With its gender search, Linklaters looked for defined terms such as ‘gentleman’ and ‘sir’ across 30,000 documents, with the results fed back to its knowledge team.  

Inevitably it takes time to make changes flagged by Excel, however Clarke says that for Brexit they estimated it would take 2,500 hours of review to find the terms, but using Azure it was reduced to a week. 

The team has questioned whether they can automate the process of updating the words in the contracts, however Clarke said: “It’s important for the lawyer to be able to check that the substitute is correct. If it says sir, for example, there might be a valid reason why that word is in there. If the tool makes generic changes, we could make find and replace errors.” 

Baker adds: “Given the importance of our precedents and contracts, I would always want a human in the loop.” 

Clarke anticipates that the team will continue to use Microsoft Azure for searches when it comes to the likes of regulatory changes and ESG issues, commenting: “There will always be a need to bulk review documents using terms and not concepts.” 

She adds: “Often when we’re asked to develop things we come up with a huge idea but being able to use the engine without all the fancy stuff means we are able to get something up and running relatively quickly.” 

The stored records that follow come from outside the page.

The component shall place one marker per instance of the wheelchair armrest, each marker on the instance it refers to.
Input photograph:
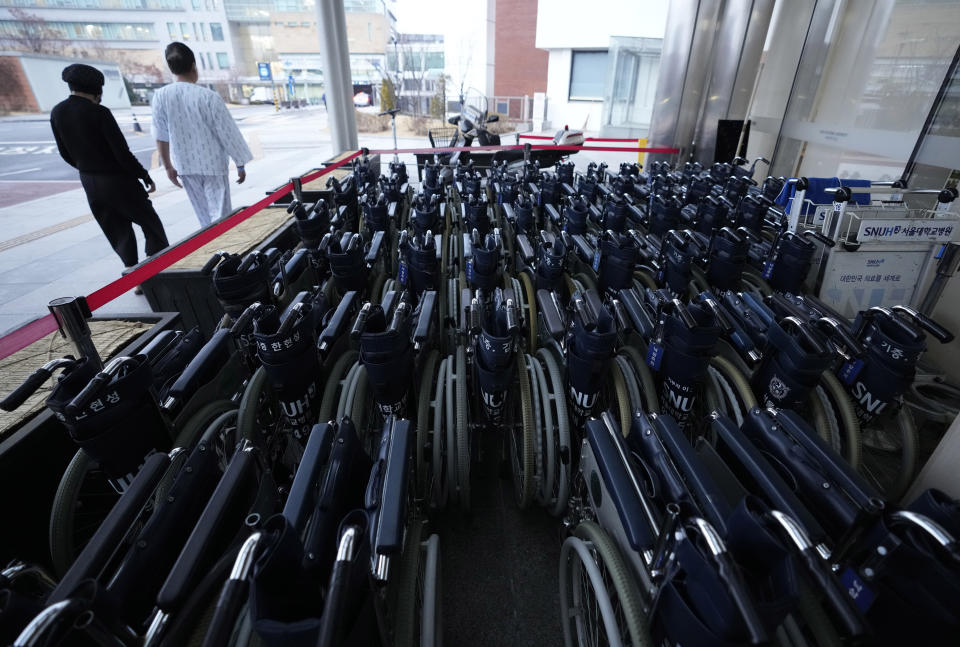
(610, 455)
(526, 249)
(375, 245)
(639, 317)
(552, 318)
(388, 537)
(424, 322)
(583, 248)
(221, 519)
(97, 553)
(340, 320)
(768, 481)
(710, 500)
(212, 357)
(553, 213)
(301, 500)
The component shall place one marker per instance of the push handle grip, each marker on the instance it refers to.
(25, 390)
(212, 263)
(816, 235)
(943, 335)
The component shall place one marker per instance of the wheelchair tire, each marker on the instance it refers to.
(846, 416)
(73, 522)
(556, 499)
(406, 630)
(425, 418)
(335, 382)
(522, 440)
(463, 429)
(624, 582)
(530, 315)
(622, 397)
(647, 384)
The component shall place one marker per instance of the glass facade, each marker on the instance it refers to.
(156, 5)
(588, 70)
(86, 31)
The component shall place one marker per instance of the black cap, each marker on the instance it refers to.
(83, 78)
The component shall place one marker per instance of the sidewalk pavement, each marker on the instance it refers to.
(52, 247)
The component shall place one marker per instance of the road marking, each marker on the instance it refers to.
(42, 233)
(26, 170)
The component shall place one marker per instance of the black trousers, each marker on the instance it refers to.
(118, 202)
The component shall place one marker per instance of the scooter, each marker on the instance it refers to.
(473, 120)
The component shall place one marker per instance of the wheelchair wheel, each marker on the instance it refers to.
(425, 407)
(621, 398)
(889, 458)
(83, 500)
(840, 411)
(648, 387)
(699, 279)
(521, 439)
(441, 442)
(462, 407)
(334, 387)
(753, 281)
(731, 388)
(588, 282)
(530, 308)
(628, 605)
(407, 625)
(586, 609)
(556, 487)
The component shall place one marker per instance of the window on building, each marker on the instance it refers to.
(588, 73)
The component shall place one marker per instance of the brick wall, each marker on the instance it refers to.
(15, 91)
(519, 67)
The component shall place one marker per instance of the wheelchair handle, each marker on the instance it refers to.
(846, 610)
(729, 573)
(361, 322)
(98, 381)
(212, 262)
(943, 335)
(36, 379)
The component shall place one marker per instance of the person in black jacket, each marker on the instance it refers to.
(90, 140)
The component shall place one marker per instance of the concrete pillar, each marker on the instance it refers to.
(733, 62)
(332, 25)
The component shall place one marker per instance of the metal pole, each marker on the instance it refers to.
(336, 70)
(71, 314)
(947, 267)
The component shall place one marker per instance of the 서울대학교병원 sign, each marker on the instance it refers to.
(927, 230)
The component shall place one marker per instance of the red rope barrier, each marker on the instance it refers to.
(31, 332)
(39, 328)
(589, 139)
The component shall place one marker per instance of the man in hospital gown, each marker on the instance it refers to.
(195, 136)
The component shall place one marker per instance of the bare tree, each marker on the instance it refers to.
(33, 34)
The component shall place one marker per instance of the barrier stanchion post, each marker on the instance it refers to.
(71, 314)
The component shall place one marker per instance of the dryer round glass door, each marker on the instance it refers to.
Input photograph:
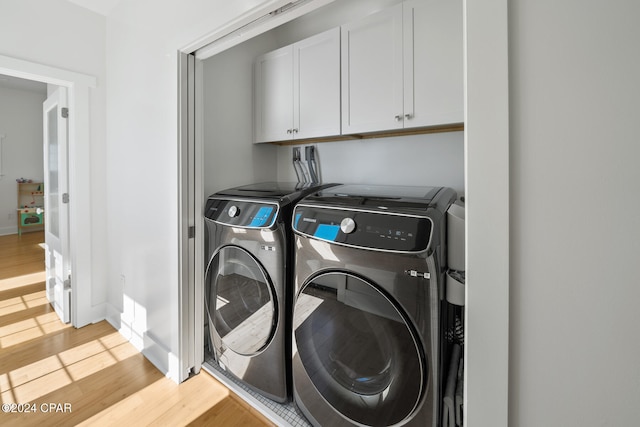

Sarah Tanswell, senior customer success manager for Azure at Microsoft, told Legal IT Insider: “Firms are often faced with the choice of using something out of the box or pumping in tons of time and money but what Greg and Su have done shows that you can develop at your own pace and decide where you take it from there. Cloud is relatively new to some and sometimes these things can seem daunting, but it doesn’t have to be.”